Jennifer Lawrence, Gong Li, And Madame Chiang Kai-shek: China-Themed Met Gala Details Released

    Chinese fashion is ready for its global close-up at New York's top social event of the year.
    John Galliano for Christian Dior for its fall 1997 collection. (The Metropolitan Museum)
    Liz FloraAuthor
      Published   in Fashion

    John Galliano for Christian Dior for its fall 1997 collection. (The Metropolitan Museum)

    After months of secret planning, the Metropolitan Museum of Art's Costume Institute has finally revealed the name and concept of next year’s China-focused Met Gala and annual fashion exhibition.

    “Chinese Whispers: Tales of the East in Art, Film, and Fashion,” will be the theme of the exhibit as well as the top New York fashion and social event of the year to celebrate its opening, which is set to take place on May 4. Co-chairs for the gala will include Jennifer Lawrence, Gong Li, Marissa Mayer, Wendi Deng, and Anna Wintour, while the exhibit will be brought to life as part of a collaboration between the Costume Institute and the Metropolitan Museum’s Department of Asian Art.

    With art direction led by award-winning filmmaker Wong Kar-wai, the exhibition will examine how European and North American designers have “understood, misunderstood, and appropriated Chinese culture,” according to Vogue.

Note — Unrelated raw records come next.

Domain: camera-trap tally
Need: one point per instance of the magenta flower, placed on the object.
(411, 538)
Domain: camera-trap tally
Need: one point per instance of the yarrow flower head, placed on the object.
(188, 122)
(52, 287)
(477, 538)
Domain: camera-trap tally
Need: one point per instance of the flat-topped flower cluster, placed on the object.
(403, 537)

    While it will feature pieces by a wide variety of fashion designers such as Alexander McQueen and Laurence Xu, the exhibition is set to serve as a cross-disciplinary examination of both Chinese aesthetics and Orientalism in Western culture with painting, decorative arts, and filmic representations of China. Films by acclaimed directors Ang Lee, Zhang Yimou, and Chen Kaige will be featured along with vignettes of stylish Chinese women in history such as Soong May-Ling (Madame Chiang Kai-shek), Empress Dowager Cixi, and Madame Wellington Koo. Attendees will also be able to view fashions from the 1700s until the present day, including garments and decorative arts from Imperial China.

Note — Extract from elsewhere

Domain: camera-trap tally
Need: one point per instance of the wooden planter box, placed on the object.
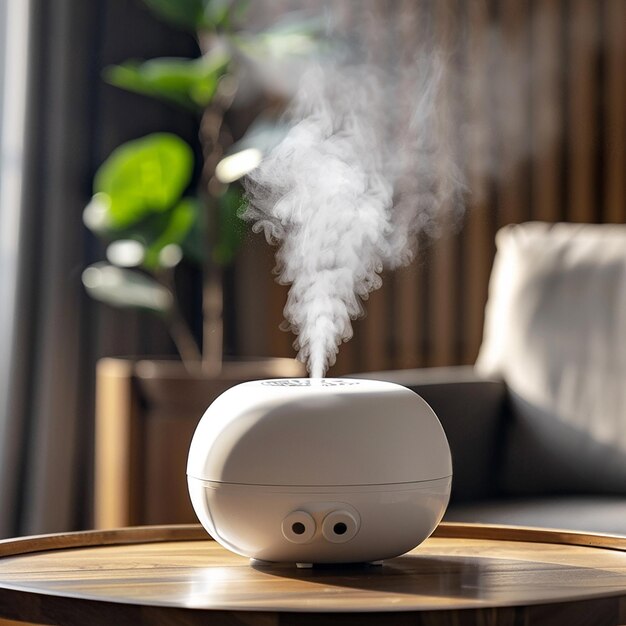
(146, 414)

    A still from Wong Kar-wai's In the Mood for Love. (The Metropolitan Museum of Art)

    The exhibit’s name comes from parlor game similar to today’s “Telephone” that was popular during the British Empire, and is meant to “explain that a lot of the motifs and cultural images are often lost in translation,” explained Costume Institute curator Andrew Bolton.

    “The West’s interest in China seems to be intensifying, and China’s cultural influence on the West also seems to have reached new heights,” he said of the choice of the exhibit. “The basic idea is the influence of Chinese aesthetics on designers, but I also wanted to convey how costumes and decorative arts crystallize centuries of cultural interchanges between the East and the West. They speak to an ongoing fascination of enigmatic objects and motifs. They are infused with fantasy and nostalgia and romance, and what often is created is a virtual China, a mixing of these anachronistic styles, which results in this pastiche. What is interesting is how complicit China has been in forming those fantasies.”